As a possible remedy to this fight of interests, the mayor of Puerto del Rosario, Juan Jimenez, has now proposed locate the macroproject in the municipality that houses the capital of the island.
“Puerto del Rosario needs ambitious projects of this type, given the points in favor that its start-up would entail in our municipality and, in addition, it could be installed on common rustic land in the municipality & rdquor ;, he assured on Onda Fuerteventura in mid-March. It is still a mystery where that project will end, which continues to hang over the island like a sword of Damocles.
Renewables are primed with nature
Although renewable energies are the great global bet to achieve decarbonisation, in Fuerteventura their implementation is turning into a real nightmare.
The wind and photovoltaic parks built and to be built threaten the natural landscape, with an increase in installations that far exceeds local demand. In the capital of the island it is planned to install a total of 22 wind farms, which represents 2.6 million square meters. Across the island, it is also intended to install another 51 photovoltaic parks, which will take up a space of 4 million square meters.

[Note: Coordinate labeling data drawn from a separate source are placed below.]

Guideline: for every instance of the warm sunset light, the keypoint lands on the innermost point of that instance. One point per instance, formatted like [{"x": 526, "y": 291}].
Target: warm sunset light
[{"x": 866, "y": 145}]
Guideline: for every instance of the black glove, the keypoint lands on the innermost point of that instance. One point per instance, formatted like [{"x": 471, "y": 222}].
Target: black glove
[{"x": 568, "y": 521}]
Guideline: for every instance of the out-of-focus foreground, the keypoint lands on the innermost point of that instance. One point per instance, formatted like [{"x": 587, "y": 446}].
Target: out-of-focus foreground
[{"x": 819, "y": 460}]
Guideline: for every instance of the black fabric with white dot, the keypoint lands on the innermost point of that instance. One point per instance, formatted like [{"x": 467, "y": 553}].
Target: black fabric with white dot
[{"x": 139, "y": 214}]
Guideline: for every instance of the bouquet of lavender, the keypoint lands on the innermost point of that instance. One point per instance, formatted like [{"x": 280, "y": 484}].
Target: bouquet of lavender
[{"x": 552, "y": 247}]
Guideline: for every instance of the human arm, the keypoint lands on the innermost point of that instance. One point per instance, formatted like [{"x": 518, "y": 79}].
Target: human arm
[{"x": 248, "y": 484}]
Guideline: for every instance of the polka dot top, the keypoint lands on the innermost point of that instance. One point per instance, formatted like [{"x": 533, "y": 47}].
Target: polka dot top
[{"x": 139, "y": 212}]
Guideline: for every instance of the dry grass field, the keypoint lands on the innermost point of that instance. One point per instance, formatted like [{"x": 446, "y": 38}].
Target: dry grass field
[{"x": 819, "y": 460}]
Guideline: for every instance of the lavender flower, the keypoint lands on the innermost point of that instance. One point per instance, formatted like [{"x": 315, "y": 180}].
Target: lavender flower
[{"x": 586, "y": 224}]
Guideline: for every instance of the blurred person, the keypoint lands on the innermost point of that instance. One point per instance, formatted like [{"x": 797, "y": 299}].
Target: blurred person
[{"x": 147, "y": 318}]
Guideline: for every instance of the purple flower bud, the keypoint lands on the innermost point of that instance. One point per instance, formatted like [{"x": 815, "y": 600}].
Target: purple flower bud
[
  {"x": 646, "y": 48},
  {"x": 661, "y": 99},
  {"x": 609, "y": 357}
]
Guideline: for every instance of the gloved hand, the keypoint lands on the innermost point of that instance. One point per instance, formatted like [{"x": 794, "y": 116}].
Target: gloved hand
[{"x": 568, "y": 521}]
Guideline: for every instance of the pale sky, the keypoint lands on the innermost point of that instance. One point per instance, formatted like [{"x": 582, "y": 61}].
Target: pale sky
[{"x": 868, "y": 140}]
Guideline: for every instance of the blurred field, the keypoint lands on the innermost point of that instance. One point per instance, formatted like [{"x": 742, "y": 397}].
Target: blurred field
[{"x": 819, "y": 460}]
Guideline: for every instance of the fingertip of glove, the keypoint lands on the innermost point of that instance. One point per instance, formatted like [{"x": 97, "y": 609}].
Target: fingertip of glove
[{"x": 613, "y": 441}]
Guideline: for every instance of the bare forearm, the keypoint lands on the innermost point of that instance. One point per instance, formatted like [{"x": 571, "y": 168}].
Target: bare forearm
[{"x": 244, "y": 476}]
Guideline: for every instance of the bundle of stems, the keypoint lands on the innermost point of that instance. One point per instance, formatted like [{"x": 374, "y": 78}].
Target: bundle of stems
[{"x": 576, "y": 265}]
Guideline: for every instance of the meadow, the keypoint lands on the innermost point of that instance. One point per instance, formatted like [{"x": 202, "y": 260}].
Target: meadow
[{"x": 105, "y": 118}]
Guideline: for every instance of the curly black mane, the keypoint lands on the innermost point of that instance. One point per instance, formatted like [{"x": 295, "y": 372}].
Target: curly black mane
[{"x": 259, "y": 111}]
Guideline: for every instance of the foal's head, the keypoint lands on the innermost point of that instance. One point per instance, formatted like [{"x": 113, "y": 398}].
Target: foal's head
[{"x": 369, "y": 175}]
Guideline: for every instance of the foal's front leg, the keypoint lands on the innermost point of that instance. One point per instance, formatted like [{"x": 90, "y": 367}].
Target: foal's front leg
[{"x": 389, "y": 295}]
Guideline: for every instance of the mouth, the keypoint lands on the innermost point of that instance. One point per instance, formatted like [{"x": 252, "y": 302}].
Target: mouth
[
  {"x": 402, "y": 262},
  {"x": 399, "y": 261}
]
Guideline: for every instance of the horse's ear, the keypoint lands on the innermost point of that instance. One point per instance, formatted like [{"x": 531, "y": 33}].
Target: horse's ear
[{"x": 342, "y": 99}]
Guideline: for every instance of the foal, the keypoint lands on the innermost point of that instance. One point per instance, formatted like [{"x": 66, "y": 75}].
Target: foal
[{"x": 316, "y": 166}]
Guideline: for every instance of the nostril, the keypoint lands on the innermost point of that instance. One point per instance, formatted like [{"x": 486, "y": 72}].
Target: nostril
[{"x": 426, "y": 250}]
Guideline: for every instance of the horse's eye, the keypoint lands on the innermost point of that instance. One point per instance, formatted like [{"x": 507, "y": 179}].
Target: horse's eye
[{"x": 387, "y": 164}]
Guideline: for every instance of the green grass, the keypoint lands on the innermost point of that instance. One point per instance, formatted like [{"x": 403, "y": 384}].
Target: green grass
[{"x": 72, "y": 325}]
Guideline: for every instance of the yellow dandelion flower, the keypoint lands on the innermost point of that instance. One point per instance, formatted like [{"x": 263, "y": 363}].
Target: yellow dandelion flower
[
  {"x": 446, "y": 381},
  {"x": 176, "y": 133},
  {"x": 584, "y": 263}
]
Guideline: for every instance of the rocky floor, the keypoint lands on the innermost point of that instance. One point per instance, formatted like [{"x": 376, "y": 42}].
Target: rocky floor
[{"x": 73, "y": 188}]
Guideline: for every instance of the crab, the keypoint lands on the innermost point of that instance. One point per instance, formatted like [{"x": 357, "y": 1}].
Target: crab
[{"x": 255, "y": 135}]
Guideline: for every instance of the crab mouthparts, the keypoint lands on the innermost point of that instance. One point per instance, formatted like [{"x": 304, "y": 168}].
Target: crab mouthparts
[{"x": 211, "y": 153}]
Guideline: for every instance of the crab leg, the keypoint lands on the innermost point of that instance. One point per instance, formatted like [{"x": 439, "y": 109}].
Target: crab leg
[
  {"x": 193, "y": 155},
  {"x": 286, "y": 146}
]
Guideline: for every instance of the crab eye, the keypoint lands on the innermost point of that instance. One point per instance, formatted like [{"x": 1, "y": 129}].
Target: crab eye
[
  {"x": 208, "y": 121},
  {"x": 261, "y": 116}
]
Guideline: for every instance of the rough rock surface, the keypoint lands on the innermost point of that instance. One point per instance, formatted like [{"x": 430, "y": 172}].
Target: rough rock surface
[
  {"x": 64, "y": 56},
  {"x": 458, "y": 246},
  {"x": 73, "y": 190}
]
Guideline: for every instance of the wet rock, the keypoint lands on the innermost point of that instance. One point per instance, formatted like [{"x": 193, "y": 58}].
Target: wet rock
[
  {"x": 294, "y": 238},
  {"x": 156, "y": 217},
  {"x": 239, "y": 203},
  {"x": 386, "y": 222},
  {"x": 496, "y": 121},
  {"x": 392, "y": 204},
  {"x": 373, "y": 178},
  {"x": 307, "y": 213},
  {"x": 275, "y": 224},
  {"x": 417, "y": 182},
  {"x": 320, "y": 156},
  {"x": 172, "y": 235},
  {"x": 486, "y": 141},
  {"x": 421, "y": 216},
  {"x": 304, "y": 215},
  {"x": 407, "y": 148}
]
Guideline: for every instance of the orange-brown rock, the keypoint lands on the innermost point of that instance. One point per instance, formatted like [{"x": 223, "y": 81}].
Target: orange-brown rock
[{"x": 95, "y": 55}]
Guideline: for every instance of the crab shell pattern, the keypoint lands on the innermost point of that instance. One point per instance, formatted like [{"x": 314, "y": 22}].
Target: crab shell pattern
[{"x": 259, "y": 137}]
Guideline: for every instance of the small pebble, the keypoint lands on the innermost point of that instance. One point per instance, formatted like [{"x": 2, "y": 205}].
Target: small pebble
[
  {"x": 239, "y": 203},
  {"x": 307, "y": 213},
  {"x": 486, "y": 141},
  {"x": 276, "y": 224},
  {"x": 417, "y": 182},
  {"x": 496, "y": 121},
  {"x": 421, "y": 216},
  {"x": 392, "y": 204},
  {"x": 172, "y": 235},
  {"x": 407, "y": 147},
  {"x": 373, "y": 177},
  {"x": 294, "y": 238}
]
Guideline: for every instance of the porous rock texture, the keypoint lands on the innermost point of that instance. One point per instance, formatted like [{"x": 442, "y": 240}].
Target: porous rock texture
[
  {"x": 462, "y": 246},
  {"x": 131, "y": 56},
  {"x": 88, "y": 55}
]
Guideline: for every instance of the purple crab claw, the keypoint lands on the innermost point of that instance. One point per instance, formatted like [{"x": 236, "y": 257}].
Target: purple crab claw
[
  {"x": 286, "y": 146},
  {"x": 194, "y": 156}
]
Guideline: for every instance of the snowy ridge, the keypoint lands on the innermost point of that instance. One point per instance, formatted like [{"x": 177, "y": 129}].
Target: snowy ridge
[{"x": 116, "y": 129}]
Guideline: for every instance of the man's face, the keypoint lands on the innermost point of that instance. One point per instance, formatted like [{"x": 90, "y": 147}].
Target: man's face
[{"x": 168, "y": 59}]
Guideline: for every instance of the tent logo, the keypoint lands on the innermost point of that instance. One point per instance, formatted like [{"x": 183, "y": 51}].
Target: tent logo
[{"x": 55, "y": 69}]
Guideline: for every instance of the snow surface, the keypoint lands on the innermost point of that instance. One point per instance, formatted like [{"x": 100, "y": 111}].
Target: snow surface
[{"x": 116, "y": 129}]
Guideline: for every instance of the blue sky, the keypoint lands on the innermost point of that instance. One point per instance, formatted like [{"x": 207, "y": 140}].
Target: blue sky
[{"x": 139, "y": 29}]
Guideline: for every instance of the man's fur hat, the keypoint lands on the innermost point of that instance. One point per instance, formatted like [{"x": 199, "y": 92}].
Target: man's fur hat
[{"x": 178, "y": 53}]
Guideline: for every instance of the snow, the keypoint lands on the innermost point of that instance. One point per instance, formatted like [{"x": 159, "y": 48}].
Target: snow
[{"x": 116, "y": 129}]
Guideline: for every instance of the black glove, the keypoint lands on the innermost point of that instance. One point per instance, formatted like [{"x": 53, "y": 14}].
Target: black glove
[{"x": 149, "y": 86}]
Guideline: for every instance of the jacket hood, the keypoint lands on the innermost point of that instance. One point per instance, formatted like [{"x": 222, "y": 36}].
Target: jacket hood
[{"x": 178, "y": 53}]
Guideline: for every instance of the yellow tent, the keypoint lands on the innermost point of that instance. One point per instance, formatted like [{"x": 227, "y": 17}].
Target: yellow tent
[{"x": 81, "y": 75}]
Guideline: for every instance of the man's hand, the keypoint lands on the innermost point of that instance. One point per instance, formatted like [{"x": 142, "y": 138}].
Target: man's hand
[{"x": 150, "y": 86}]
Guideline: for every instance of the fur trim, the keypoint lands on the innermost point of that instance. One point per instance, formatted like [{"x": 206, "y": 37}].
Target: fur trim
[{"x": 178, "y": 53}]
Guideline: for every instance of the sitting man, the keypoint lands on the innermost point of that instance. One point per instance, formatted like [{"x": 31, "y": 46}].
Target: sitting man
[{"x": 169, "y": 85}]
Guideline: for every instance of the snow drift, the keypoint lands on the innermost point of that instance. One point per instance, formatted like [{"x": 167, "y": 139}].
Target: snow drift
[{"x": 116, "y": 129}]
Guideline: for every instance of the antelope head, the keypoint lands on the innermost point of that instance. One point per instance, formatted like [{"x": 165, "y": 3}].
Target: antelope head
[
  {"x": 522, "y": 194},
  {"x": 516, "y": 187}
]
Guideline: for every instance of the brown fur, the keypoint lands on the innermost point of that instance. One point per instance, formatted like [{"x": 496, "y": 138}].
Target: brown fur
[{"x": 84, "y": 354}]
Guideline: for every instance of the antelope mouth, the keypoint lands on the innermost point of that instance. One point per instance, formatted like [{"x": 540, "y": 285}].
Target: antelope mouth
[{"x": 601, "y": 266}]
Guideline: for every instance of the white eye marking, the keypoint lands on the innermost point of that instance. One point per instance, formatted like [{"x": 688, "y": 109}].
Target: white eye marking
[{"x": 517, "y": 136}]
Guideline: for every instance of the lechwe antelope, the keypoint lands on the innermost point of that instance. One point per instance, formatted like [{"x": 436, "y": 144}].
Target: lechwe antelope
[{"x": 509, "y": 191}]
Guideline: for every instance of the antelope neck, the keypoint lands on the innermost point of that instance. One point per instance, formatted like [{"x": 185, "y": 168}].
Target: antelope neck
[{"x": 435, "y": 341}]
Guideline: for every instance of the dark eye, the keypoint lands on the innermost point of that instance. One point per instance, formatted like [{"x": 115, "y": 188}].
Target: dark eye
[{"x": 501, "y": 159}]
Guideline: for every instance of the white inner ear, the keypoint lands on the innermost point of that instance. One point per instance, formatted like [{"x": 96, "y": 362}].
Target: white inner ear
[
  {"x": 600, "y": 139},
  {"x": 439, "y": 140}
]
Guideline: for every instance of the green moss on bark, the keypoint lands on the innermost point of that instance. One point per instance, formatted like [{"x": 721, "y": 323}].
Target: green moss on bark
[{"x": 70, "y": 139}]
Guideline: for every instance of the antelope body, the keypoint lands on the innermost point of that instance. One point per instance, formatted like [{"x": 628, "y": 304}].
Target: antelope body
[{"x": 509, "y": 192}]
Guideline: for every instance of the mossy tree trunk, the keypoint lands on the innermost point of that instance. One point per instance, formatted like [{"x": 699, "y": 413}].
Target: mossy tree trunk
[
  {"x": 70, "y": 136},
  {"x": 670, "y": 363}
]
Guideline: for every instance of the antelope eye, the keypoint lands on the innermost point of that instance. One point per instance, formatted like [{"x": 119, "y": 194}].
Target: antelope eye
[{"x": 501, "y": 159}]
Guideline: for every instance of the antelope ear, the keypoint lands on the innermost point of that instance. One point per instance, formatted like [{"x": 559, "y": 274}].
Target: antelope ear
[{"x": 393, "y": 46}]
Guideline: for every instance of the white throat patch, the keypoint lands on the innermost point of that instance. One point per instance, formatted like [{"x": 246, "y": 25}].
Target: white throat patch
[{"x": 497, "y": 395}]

The photovoltaic production of these parks is estimated at about 217.30 MW, while that of wind power could be 227.63 MW. In total, almost 450 MW for a population that, at its maximum demand – when there is tourism – only needs 76 MW.
The engineer Roque Calero, who has studied the implementation of renewable energies on the island, stated in a Radio Sintonía program that at the moment “everyone comes to ‘hunt’ land to the islands, not only to install renewable energy in the future, but also to increase the value of these companies & rdquor ;.
The engineer considered that the collaboration of the island authorities is necessary to stop this voracious tourist development that threatens to destroy the natural and unspoiled landscape of an island in the middle of the Atlantic.
And a caravan campsite in a protected area
On the other hand, just three months ago the Cabildo declared of social interest the construction of a caravan campsite in the Piedra Playa area, in the town of El Cotillo. It is a protected area as a Special Bird Protection Area (ZEPA) and integrated into the Natura 2000 Network.
Although the promoter presents the project as “a specialized camp for birdwatching and sports tourism & rdquor; and integrated into the “ornithological ecotourism modality & rdquor ;, Ecologistas en Acción has highlighted the impact it will have.
This ‘ecocamping’ will consist of five wooden cabins, an area for treatment plants, an enclosure for caravans and tents and a capacity for 200 people.
In short, wide sectors of island society fear that a tourist and urban boom is taking shape that threatens the natural and scenic wealth of an island that has always been characterized by its tranquility and authenticity.